Prior to the pandemic, my school’s gym would tweet out how many people were in the weight room at a given time. This was useful for an instantaneous understanding of how busy the gym was, but was not useful if you wanted to answer how busy the gym might be later. During my PhD, I managed to create a little python script to scrape some tweets, extract the number of people in the weight room, and model the data with a linear model. The model did OK, but I wanted to take it a step further and estimate the effects of days of weeks, months, special events, and even weather (because, as the gym’s manager told me when I met with her, the weather is a major factor in people going to the gym).

So long story short, I made GyMBRo (short for Gym Monitoring By Robot). GyMBRo is some python code to scrape tweets as far back as 2014, do some lite data engineering, and fit a boosted tree to the data. GyMBRo also tweeted out predictions on the hour and had an MAE of 9 people when testing on 2019 as a hold out year.

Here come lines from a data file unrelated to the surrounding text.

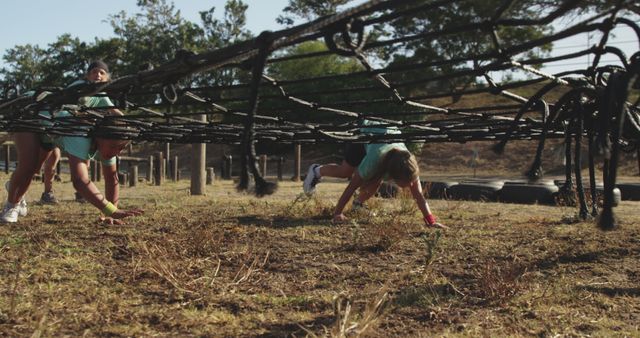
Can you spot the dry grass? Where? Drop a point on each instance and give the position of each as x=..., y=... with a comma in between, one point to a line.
x=227, y=264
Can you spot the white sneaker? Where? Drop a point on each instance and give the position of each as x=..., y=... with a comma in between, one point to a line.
x=310, y=181
x=21, y=206
x=10, y=213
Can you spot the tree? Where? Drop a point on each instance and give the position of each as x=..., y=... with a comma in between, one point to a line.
x=308, y=10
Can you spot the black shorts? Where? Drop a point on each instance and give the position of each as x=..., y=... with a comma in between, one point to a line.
x=354, y=153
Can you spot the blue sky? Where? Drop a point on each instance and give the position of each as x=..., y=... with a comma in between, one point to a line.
x=40, y=22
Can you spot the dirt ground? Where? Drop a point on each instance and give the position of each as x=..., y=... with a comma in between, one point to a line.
x=228, y=264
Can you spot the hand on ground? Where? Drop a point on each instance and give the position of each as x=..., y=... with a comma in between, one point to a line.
x=110, y=221
x=339, y=218
x=438, y=226
x=122, y=213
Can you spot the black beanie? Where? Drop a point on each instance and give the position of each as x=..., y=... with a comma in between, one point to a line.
x=98, y=64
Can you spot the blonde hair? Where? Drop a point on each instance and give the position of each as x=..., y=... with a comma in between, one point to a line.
x=399, y=164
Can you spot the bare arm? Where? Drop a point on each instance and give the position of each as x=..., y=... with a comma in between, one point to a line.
x=418, y=196
x=369, y=189
x=353, y=185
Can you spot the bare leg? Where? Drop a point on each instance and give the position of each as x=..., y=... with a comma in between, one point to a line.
x=30, y=158
x=343, y=170
x=50, y=169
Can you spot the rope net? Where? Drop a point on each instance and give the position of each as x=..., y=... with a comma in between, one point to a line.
x=461, y=94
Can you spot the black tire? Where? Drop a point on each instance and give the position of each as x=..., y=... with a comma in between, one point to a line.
x=542, y=192
x=476, y=190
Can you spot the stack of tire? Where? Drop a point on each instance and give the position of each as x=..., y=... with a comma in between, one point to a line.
x=617, y=195
x=529, y=192
x=476, y=190
x=516, y=191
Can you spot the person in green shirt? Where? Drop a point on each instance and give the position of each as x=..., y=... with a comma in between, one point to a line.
x=380, y=161
x=33, y=149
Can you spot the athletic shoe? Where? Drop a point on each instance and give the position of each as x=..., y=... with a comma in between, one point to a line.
x=358, y=207
x=48, y=198
x=79, y=198
x=309, y=184
x=21, y=206
x=10, y=213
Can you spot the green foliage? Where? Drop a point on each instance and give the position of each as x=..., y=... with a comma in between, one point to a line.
x=308, y=10
x=151, y=37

Alas, the pandemic has ended GyMBRo’s legacy, but the data remains. I’ve since stopped caring about point predictions because I feel like I can do that satisfactorily. What I’m more interested in now is using the data to learn more about some new modelling techniques and get some reasonable estimates of prediction uncertainty. For example I recently used the data to learn about gamlss with some modest success. Is that model perfect? No. Is it good enough? Absolutely.

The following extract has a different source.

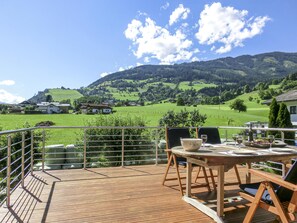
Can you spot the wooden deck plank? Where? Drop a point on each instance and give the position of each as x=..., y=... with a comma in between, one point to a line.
x=130, y=194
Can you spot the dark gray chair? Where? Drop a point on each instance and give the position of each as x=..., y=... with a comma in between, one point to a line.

But there is always more I can do, so I figure I would open the data up to other people. This blog post is intended to explore the data a little bit and do a bit of knowledge transfer from me to you. Let’s begin.

A Little About The Gym

The gym is split into two areas: Weight Room (WR in the tweets) and the Cardio Mezzanine (CM). The WR is usually busier, and so the way I extract this information from the tweets is to find the largest number in the tweets. It is a heuristic and it seems to work sufficiently well. The gym tries to tweet every half hour, but will be a few minutes early/late because humans are tweeting. The gym may sometimes go hours without a tweet. Very rarely do they not tweet at all, but do have a few days in the data where there are only a couple tweets. Shown below is a plot of the weight room counts versus the time they were made. We can see some banding on the half hours. For example, we see 7 bands between 8 am and 11 am corresponding to: 8 am, 8:30 am, and so on. There is some imprecision in the timing of the tweet as I mentioned earlier, leading to fuzzy bands and not straight lines.

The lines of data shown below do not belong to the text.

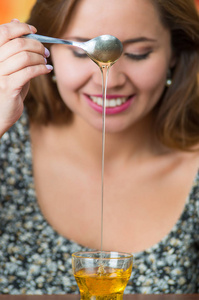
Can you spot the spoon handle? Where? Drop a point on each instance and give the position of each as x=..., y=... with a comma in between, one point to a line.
x=49, y=40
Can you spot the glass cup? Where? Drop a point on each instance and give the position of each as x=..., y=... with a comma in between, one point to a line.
x=102, y=275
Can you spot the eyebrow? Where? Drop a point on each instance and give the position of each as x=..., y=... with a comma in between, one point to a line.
x=138, y=40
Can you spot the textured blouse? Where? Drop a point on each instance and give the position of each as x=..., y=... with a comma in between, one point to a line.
x=35, y=259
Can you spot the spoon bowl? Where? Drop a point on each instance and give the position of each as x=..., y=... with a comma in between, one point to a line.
x=104, y=49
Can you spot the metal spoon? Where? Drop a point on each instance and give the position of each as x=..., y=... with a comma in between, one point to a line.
x=104, y=49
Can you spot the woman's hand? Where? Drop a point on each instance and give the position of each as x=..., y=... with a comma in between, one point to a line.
x=21, y=59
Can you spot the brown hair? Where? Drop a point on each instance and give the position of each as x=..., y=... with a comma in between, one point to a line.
x=177, y=113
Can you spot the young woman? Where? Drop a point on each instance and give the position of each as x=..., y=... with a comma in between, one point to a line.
x=51, y=152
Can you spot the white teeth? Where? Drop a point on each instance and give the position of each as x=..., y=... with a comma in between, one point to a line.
x=109, y=103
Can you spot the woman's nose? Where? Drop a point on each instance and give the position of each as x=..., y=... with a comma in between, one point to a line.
x=116, y=78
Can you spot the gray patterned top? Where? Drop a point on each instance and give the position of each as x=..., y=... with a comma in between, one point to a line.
x=35, y=259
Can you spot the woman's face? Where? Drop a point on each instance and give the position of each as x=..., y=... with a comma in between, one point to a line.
x=135, y=82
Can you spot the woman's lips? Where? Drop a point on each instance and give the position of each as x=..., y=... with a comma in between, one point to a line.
x=114, y=103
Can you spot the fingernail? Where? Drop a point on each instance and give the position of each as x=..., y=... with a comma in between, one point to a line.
x=47, y=52
x=32, y=29
x=49, y=67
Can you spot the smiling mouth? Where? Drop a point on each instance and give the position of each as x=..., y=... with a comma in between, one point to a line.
x=114, y=102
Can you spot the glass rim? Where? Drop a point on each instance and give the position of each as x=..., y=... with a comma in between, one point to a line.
x=116, y=255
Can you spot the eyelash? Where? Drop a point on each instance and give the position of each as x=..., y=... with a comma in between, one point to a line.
x=138, y=56
x=80, y=55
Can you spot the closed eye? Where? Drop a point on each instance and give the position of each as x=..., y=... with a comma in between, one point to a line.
x=137, y=56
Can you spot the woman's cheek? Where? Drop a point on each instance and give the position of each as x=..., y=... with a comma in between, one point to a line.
x=150, y=75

The WR can hold maybe 200 people before it gets uncomfortably crowded. The busiest I’ve ever seen it is about 205. The busiest times are weekdays in January and September. I anticipate this is a “new (academic) year, new me” effect which quickly vanishes come midterm time (October and February respectively). Because the gym is on campus, it primarily serves students. Hence, dates which effect students will also effect the gym. For example, the gym’s activity will slowly decrease as thanksgiving and reading week approach. This is because students start to leave through out the week leaving fewer students on campus, and hence fewer patrons. A similar but opposite effect happens as we lead away from “special days” (e.g. the gym becomes busier in the days leading into the start of the term because more students are coming back to the city) Side note: Including time_to_holiday and time_since_holiday reduced GyMBRo’s MAE from 11 to 9. Very proud of engineering that feature. The summer months (May to August) are noticeably less busy. Shown below is a plot of the median WR count for each month in each year. You can see how midterms result in fewer people going to the gym in order to study or maybe just relax. The start of the academic and calendar year are usually have the highest median count.

The Data

You can download the data here. The two most important columns are created_at which is the time stamp that the tweet was made, and y which is the associated WR count in the tweet. From the time stamp, you can extract things like year, month, time, etc. I’ve also included some weather data, but I don’t think the effects are going to be very big as compared to time/day/month effects.